Apart from a court-monitored investigation, the petitioners - who included former union minister Yashwant Sinha, CPM MP John Brittas, Supreme Court advocate ML Sharma, the Editors' Guild of India and individual journalists - had asked the court to order the government to produce details of the alleged unauthorised surveillance using the Pegasus software, built by the Israeli firm NSO Group.
The government, the petitioners said, should disclose the details of how it obtained the licence for the spyware, used it directly or indirectly, and the list of people who were targeted.
The Centre had refused to reveal say whether the spyware was used or not and citing national security issues, told the court that it cannot file a detailed affidavit. It had, however, offered to form an independent committee of experts that could investigate the issue under the Supreme Court's supervision.
The clutch of petitions was filed in the top court after a consortium of global media houses reported in July that a host of opposition politicians, journalists and others were targets of the spyware.

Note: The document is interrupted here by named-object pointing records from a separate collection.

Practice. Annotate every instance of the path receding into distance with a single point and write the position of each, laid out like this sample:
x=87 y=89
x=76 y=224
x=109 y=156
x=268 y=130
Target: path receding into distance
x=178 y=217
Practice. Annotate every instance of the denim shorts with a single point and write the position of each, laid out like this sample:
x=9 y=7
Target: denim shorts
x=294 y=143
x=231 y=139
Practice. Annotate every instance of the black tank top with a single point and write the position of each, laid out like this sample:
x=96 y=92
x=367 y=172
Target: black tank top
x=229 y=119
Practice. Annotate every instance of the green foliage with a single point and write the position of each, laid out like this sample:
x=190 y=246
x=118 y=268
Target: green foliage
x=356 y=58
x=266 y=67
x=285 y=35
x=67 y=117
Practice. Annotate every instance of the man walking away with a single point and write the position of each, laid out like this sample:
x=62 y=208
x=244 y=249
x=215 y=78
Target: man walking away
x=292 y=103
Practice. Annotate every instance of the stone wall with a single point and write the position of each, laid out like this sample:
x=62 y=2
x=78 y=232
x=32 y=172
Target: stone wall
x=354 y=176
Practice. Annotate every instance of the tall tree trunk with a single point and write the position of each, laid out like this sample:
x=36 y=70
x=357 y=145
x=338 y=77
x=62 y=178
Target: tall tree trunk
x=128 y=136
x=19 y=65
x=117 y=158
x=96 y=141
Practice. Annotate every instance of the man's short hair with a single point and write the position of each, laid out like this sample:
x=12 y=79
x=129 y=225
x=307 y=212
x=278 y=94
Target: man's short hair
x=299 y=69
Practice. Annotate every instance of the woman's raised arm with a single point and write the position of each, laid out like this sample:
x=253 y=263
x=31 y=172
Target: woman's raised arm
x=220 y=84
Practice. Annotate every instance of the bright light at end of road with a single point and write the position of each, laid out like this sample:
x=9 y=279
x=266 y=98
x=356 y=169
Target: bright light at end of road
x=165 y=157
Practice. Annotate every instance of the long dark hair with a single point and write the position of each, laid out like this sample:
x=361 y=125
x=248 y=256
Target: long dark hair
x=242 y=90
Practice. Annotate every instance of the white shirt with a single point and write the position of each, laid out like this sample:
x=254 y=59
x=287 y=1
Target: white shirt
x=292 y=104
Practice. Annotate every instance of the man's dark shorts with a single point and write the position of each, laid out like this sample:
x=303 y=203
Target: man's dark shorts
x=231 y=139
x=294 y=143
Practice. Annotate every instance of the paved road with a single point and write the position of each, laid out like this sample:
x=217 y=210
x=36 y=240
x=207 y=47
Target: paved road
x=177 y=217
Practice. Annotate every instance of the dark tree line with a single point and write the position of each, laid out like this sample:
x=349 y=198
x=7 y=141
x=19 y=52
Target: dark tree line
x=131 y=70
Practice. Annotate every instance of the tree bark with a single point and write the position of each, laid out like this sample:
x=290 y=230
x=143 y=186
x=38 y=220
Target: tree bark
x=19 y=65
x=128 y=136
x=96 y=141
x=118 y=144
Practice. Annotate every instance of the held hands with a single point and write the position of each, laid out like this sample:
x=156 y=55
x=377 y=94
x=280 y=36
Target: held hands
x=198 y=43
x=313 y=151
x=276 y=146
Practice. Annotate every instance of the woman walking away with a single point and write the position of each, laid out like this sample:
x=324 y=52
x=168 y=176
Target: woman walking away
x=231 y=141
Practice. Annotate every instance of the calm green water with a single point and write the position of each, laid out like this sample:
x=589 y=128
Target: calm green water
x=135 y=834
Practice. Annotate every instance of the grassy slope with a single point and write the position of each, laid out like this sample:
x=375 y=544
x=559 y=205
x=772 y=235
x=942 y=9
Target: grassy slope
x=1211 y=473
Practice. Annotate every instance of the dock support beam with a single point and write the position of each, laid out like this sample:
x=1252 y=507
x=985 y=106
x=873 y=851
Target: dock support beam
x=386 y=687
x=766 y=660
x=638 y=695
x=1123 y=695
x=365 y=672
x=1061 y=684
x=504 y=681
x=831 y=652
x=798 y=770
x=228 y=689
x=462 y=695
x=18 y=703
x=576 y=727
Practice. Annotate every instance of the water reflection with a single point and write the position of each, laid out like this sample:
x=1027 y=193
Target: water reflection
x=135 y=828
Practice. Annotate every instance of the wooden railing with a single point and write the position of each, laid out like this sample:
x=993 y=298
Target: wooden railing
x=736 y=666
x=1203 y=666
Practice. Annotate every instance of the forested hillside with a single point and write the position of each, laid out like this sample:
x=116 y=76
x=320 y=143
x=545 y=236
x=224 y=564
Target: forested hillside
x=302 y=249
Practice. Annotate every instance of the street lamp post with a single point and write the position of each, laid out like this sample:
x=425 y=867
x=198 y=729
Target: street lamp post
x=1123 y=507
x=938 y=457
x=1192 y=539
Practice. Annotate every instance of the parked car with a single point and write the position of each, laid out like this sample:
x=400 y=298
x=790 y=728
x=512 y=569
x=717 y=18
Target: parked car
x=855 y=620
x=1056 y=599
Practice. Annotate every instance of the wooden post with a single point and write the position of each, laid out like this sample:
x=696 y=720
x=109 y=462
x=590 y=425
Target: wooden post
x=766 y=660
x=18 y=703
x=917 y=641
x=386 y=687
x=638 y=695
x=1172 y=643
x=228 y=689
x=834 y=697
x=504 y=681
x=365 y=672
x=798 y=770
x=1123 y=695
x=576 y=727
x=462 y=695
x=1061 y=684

According to reports by the news portal "The Wire", more than 142 people in India were potential targets. The alleged list included Congress's Rahul Gandhi, poll strategist Prashant Kishor, two serving Union Ministers, an ex-Election Commissioner, two registrars of the Supreme Court, an old number of a former judge, a close aide of a former Attorney General and 40 journalists.
Forensic analysis of some of the cellphones by the Security Lab of Amnesty International confirmed a security breach, the reports said.
The government came under pressure after the software vendor NSO said its clients are only "vetted" governments and their agencies. With the opposition up in arms over the reports, little was done during the Monsoon Session of parliament.